The stew of ideas about how to change Howard County's senior property tax-cut law is stirring toward a boil as elected officials react to recommendations from a citizens task force.
The County Council, which has just under two weeks to decide on any new legislation, is to get a presentation on the committee's work Monday, while one county legislator is submitting bills aimed at influencing the outcome. A bill to change the law must be submitted to the council by Feb. 22 to affect July's property tax bills, officials have said.
The Republican-sponsored tax law, unanimously approved Oct. 30 by the previous council, gives homeowners ages 70 and older with incomes less than $75,000 a year a 25 percent property tax cut and freezes their bills for as long as they own their homes.
The task force empanelled by the newly elected County Council voted this week to recommend that the law be repealed and replaced with a more restrictive measure that includes a lower income eligibility ceiling, an asset test, and does not freeze tax bills.
The group chose an initial $54,760 income ceiling and an asset test matching the state's $200,000 limit, excluding the applicant's home and retirement accounts. The group also voted to remove the freeze aspect of the law, which an assistant attorney general has said in an informal opinion is illegal. County officials estimated that the changes would reduce the county's annual revenue loss to less than $2 million.
"I appreciate the committee's work. They really worked very, very hard," said Council Chairman Calvin Ball, an east Columbia Democrat. Ball is the only current council member who voted on the original law in October, and he advocated more study at that time.
But like most council members, Ball isn't showing all his cards just yet.
"I'm definitely going to consider the [recommendations]. I'll await the reports before I start making firm decisions," he said.
County Executive Ken Ulman, a Democrat who as a county councilman last year also expressed reservations about the law while voting to approve it, endorsed the committee's decision.
"I would say the recommendations of the committee appear reasonable," he said, adding that the issue now "is really in the council's hands." His interest, he said, is to help seniors without creating a ballooning revenue drain on the county treasury.
Jen Terrasa, a North Laurel-Savage Democrat, seemed to be leaning the same way.
"I'd be inclined to follow their recommendations," she said, adding that she would have to study the situation first.
Mary Kay Sigaty, a west Columbia Democrat, said she is "eagerly awaiting" the council's briefing on the committee's work.
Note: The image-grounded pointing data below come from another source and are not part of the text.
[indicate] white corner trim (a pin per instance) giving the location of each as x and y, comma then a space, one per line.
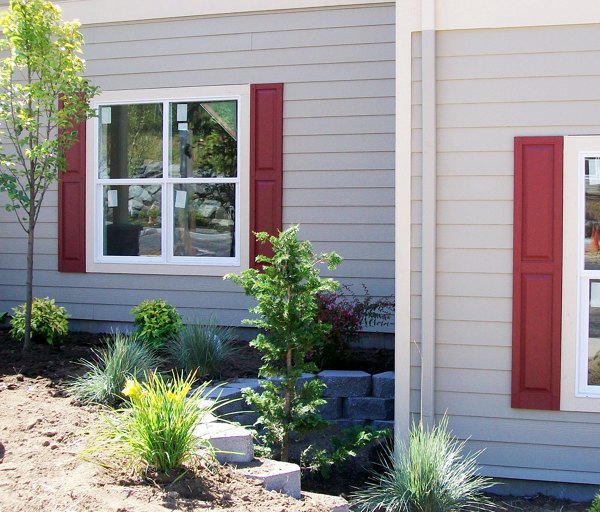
407, 16
90, 12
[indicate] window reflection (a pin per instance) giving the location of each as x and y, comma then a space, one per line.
204, 218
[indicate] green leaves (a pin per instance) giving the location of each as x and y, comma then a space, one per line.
156, 321
286, 311
41, 66
48, 321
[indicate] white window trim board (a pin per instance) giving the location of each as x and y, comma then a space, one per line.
144, 266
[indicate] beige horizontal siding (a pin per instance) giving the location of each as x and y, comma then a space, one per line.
493, 85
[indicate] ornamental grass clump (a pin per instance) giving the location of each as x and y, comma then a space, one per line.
430, 475
203, 348
156, 432
123, 357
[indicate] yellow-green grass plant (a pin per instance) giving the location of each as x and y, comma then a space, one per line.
431, 474
154, 431
123, 357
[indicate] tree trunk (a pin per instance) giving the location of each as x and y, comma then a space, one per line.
28, 288
29, 278
287, 408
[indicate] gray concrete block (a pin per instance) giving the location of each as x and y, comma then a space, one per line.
383, 385
275, 476
349, 422
231, 443
369, 408
332, 409
344, 383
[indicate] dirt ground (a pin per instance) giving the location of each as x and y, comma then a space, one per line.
43, 432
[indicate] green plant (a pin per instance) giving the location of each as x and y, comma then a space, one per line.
203, 348
48, 321
40, 63
347, 314
156, 432
342, 449
428, 475
286, 290
595, 506
157, 322
124, 357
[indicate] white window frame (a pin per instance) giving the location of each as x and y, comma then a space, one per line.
576, 394
96, 261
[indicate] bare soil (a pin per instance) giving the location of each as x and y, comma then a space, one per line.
43, 432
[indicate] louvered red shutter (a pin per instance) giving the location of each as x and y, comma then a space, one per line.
266, 163
71, 208
537, 272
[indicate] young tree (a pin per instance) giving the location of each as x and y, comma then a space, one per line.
286, 292
42, 65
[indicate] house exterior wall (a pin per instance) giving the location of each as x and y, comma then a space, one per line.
337, 66
491, 86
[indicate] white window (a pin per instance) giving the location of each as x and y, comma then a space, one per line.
580, 344
170, 181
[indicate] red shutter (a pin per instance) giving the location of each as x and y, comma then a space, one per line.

"I want to be fair, not just to seniors, but to the entire county," she said, adding that she does not want a tax system "that discriminates against groups of citizens. What about renters," or disabled people on low incomes? she said.
Courtney Watson, an Ellicott City Democrat who had questioned the need to create the task force, said she has "got a lot of questions about those recommendations. I haven't made a decision yet. I want to look carefully at the results of the committee."
Greg Fox, a western county Republican, said he is against an asset test, but he said he has not had time to see the committee's recommendations. He is also working with Republican Del. Gail H. Bates, an accountant, on several state bills that could, if approved, affect the situation.
Bates had submitted a local bill this year that has failed at least twice before. The bill would require big property tax cuts for county seniors, but she has withheld it from a delegation vote, waiting to see what the County Council does.
This week, Bates said she submitted a new statewide bill that would allow counties that enact tax breaks for older homeowners to start the discounts at age 65 instead of 70.
A second measure would allow seniors who sell their houses and move within their home county to immediately bring to their new residences the assessment cap protections that limit homeowners' annual tax increases. Such homebuyers now lose that cap protection for one year.
Bates' bill would provide a temporary cushion for those who want to downsize, she said. Her bill would also protect people forced to move because of state actions such as highway construction projects.
"It really has a broader range than Howard County," Bates said.